How can I get awk to print all fields from $9 and onwards?
Hi, try
awk '{sub($1".*"$8, ""); print}'
--- Post updated at 22:39 ---
else maybe
awk '{sub($1 ".*" $8 FS, ""); print}'
--- Post updated at 23:02 ---
awk '{sub(".*" $8 FS, ""); print}'
--- Post updated at 23:17 ---
It must be admitted that the above examples will work only if the content of the 8 fields will not be repeated in subsequent ones.
awk '{for (i = 9; i <= NF; i++) printf $i FS}'
--- Post updated at 23:26 ---
If the delimiter of the fields are whitespace is better to use sed
sed -r 's/(\S+\s+){8}//'
If the field separator is a comma then ...
sed -r 's/([^,]+,){8}//'
Hi locoroco,
The answer to your question really depends on what your field separator is, whether or not any of the first eight fields are empty, whether or not you need to maintain the exact text (including the input field separators) between the remaining fields when you print the results, and what version of awk you're using. Since we don't know the answers to any of the above questions, we can only make wild guesses.
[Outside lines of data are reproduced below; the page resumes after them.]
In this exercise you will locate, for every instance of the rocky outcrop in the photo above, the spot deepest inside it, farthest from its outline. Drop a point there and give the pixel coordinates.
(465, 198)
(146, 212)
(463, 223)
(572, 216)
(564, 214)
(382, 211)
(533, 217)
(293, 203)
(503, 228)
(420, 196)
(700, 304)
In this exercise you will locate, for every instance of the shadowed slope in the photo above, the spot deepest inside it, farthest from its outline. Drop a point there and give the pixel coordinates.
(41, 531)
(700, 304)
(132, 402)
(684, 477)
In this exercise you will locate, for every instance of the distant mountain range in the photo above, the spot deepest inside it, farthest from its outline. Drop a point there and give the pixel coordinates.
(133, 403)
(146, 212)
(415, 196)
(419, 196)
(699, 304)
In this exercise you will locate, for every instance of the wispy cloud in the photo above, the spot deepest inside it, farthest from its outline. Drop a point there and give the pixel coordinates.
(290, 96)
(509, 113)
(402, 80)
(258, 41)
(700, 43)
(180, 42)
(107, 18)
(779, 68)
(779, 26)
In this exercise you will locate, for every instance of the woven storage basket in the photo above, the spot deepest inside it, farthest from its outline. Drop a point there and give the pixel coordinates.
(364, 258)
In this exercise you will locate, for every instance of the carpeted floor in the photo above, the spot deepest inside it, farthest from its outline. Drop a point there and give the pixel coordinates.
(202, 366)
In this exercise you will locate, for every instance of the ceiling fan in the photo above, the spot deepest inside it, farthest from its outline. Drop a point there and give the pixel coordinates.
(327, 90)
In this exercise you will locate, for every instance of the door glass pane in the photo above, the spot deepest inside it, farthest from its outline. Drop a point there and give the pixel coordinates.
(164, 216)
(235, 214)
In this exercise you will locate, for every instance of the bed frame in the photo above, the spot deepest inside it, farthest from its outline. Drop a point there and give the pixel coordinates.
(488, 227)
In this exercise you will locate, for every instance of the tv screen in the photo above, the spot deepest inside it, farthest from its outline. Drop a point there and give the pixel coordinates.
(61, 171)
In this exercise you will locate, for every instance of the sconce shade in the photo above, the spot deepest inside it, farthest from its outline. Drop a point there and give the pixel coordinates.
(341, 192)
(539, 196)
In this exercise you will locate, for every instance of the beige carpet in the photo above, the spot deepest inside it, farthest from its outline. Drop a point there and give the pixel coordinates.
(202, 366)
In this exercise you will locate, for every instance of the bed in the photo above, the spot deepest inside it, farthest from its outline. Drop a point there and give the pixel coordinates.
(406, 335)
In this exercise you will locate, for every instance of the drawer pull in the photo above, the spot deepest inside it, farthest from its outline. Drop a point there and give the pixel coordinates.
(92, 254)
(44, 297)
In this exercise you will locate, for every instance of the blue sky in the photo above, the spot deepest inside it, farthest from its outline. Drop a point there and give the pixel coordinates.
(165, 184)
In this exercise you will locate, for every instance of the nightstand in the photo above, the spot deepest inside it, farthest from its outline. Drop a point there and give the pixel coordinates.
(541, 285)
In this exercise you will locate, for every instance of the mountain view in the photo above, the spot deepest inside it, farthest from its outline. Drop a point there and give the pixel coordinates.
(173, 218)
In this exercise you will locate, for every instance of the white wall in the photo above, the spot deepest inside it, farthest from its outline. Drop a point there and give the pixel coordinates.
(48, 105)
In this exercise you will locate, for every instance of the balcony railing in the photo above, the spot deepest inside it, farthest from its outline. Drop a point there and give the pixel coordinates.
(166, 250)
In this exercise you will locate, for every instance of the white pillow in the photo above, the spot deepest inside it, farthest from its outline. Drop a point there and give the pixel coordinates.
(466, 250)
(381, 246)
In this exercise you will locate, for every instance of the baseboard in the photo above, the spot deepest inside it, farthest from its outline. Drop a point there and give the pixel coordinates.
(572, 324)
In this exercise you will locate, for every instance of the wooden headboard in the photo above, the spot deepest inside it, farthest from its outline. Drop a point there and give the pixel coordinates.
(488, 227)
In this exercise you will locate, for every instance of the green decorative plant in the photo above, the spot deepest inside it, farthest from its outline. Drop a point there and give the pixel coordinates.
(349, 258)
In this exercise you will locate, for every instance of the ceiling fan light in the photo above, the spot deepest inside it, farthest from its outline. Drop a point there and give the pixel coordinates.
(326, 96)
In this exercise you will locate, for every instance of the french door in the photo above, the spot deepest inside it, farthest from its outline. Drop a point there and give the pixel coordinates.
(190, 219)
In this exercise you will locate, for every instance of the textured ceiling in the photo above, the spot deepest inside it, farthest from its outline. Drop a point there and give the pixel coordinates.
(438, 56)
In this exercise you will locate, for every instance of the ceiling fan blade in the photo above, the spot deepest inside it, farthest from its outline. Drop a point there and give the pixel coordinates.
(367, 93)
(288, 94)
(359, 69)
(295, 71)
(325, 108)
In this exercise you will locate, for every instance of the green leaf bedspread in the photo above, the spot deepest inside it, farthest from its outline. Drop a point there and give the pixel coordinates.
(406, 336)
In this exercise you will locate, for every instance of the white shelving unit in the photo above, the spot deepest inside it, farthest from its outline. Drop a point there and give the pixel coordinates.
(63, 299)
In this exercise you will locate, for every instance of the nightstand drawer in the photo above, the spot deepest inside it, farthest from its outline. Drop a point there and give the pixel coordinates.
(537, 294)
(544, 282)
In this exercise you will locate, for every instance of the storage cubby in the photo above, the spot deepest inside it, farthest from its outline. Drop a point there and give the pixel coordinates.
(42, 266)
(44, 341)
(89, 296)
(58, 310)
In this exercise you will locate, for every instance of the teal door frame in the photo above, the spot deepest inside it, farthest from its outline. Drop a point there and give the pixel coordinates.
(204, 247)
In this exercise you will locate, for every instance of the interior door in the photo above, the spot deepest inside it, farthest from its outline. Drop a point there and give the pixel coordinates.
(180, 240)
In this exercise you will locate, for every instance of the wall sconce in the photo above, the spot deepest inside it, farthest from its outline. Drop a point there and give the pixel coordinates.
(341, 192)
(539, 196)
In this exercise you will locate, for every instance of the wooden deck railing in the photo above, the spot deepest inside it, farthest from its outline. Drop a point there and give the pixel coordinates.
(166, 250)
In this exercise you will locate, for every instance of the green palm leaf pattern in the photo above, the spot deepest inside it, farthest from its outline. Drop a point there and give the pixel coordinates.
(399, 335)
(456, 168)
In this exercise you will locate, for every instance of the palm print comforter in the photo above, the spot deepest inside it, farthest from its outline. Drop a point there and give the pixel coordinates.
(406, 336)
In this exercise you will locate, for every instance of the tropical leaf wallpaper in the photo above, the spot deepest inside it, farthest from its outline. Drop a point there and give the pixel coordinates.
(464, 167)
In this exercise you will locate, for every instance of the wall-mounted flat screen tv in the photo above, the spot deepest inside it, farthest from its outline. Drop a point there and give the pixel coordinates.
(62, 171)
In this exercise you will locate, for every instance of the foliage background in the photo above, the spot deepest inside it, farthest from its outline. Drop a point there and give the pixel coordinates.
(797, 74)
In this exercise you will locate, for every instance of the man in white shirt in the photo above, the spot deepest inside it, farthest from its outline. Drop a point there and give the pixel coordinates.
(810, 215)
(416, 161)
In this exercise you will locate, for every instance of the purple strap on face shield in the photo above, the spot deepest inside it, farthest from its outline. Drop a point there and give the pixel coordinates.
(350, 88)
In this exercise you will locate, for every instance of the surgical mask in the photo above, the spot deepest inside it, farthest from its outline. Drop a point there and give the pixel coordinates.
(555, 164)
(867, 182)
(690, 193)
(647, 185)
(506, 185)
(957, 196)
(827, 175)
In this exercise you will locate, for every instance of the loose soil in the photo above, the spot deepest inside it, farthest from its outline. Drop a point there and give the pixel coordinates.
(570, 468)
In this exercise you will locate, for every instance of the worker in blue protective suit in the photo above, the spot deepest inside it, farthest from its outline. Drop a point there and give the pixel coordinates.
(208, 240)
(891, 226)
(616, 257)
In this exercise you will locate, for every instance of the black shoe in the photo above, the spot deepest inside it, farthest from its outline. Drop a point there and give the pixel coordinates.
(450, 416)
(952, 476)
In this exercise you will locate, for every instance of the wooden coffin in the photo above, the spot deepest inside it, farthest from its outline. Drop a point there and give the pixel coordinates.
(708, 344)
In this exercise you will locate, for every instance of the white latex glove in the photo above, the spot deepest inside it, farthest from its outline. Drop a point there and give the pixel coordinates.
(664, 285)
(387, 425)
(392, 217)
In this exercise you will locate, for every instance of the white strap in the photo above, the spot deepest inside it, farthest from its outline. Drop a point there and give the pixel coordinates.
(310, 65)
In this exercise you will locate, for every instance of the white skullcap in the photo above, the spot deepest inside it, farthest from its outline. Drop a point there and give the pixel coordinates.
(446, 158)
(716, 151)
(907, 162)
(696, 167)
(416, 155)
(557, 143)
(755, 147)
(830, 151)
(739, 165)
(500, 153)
The suggestions nezabudka provided might or might not work depending on the above unspecified constraints (and on the contents of various fields).
When starting a thread here, please always tell us what operating system you're using, what shell you're using, give us a complete description of what you're trying to do, give us a short sample input file and the exact output you hope to produce from that input, and show us what you have tried to do to solve the problem on your own.